さらに各階では、以前から続けている「樹を育てて森を守る」というテーマの一環として、プラスチック製のお買物袋だけではなく、紙製のお買物袋も有料化しているようでした。

「以前使っていた紙製お買物袋は、FSC認証(森林保全に貢献できる認証紙)素材のものに切り替えました。このほかにも、ギフトラッピングの注文料税込100円のうち、半分の50円が認定NPO法人環境リレーションズ研究所への寄付となるグリーンラッピング、お中元やお歳暮ギフトの簡易包装やお客様のお買物袋の辞退などを取り組み、育樹・植樹へとつなげています。」(仲野さん)

グリーンラッピング

こうして全館を見て回り、そごう横浜店のSDGsに対する積極的な姿勢を肌で実感することができたと同時に、環境問題の改善はとても大きなテーマで、食・衣服・化粧品などすべての分野がそれぞれエコロジカルな取り組みを行い、その成果が積み重なることがとても大事なんだと改めて感じました。

Chapter 3

社会的課題に取り組む企業風土

ここまで仲野さんの熱心なご案内のおかげでこのフェアの意義をしっかり理解することができました。私自身今回の取り組みについて興味があったので、フェアに対する思いについて改めてお話をうかがいました。
「そごう横浜店は女性のお客様が多く、これまでもビューティー&ウェルネスに紐づく売場展開に力を注いできました。近年、女性向けの製品をつくっているメーカー様は、サステナブルな視点で商品開発をしています。我々売場の人間も、お客様にメーカー様の思いを伝えていこうと考え、今回のフェアの開催となりました」(仲野さん)
なるほど、そのような経緯があったのかと感心しつつ、さらに詳細をうかがいました。

「そもそもそごう・西武は、SDGsにまつわる三つの取り組みを長年にわたって行ってきました。
一つは、先ほどご紹介した「こども靴下取りサービス」です。こども靴1点につき、こども服売場でのお買い上げ税込5,000円ごとに1枚ご使用いただける500円割引券とお引替えしています。
もう一つは、環境保全を意識した植樹・育樹です。今回のフェアの『樹を育てて森を守る』にもつながるのですが、たとえばグリーンラッピング80件で1本分、簡易包装なら4,000件、お買物袋なら1万枚の削減でそれぞれ1本の植樹につながります。
最後は盲導犬育成支援です。盲導犬をかたどった大型募金箱をそごう・西武全店に常設し、定期的に『盲導犬キャンペーン』を開催し、お客様への啓発活動に努めています。さらに、社内では従業員の給与から自動引落で積み立てる『ワン!コイン倶楽部』の募金を任意で実施し、お客様からお預かりする店頭募金とあわせて、全国の盲導犬団体に寄付しています。
いずれの活動も10年以上継続し続けているので、そごう・西武の従業員には社会的課題に積極的に取り組むDNAが根付いているのではないかと思います。」

「ただし、時代の変化が急激な現代においては、今までやってきたことを継続するだけでは十分とは言えません。そこで、百貨店としての強みを活かし、学校、行政、企業、NPOといった関係各所と手を取り合って一緒に取り組むことで、今回のような新たなアウトプットが行えたのだと思っています。」(仲野さん)
そごう・西武が環境保全に積極的だということはこれまでも感じていましたが、改めて長期にわたってさまざまな取り組みをされてきたことをうかがうと、それが単発的なものではなく本気で環境問題に向き合って進めているプロジェクトなんだと理解できました。
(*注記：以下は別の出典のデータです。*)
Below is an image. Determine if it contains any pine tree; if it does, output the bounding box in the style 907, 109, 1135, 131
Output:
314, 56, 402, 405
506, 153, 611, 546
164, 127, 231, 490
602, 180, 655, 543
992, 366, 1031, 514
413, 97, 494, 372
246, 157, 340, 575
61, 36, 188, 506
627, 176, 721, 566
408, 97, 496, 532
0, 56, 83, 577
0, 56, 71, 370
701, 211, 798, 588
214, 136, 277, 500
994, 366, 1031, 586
ちなみに、そごう・西武で2017年から実施している全従業員を対象とした「CSV(社会課題の解決とビジネス目標の達成を同時に実現させる)アイデアコンペ」において、そごう横浜店では毎年さまざまな領域や年代の従業員が応募するなど、意識の高い従業員が多いそうです。また、神奈川県や横浜市自体が環境問題に積極的に取り組んでいることもあり、お客様の意識も非常に高いのだとか。「世界を変えていく、私のチョイス」というフェアを開催したのも納得です。

「今回このようなフェアを開催しましたが、各フロアにおいてコンセプトに共感して商品をご購入していただいたお客様がおり、手応えを実感しています。
全館をあげてのSDGs関連のフェアは今回が初となりましたが、一度きりではなく継続していくことが目標です。また、未来を担うお子様に、体感しながら持続可能な社会に向けてできることを学べるフェアも企画中です。これまでの社会的課題に対する取り組みと同じく、続けていくことでお客様の共感の輪が広がっていくと信じています」(仲野さん)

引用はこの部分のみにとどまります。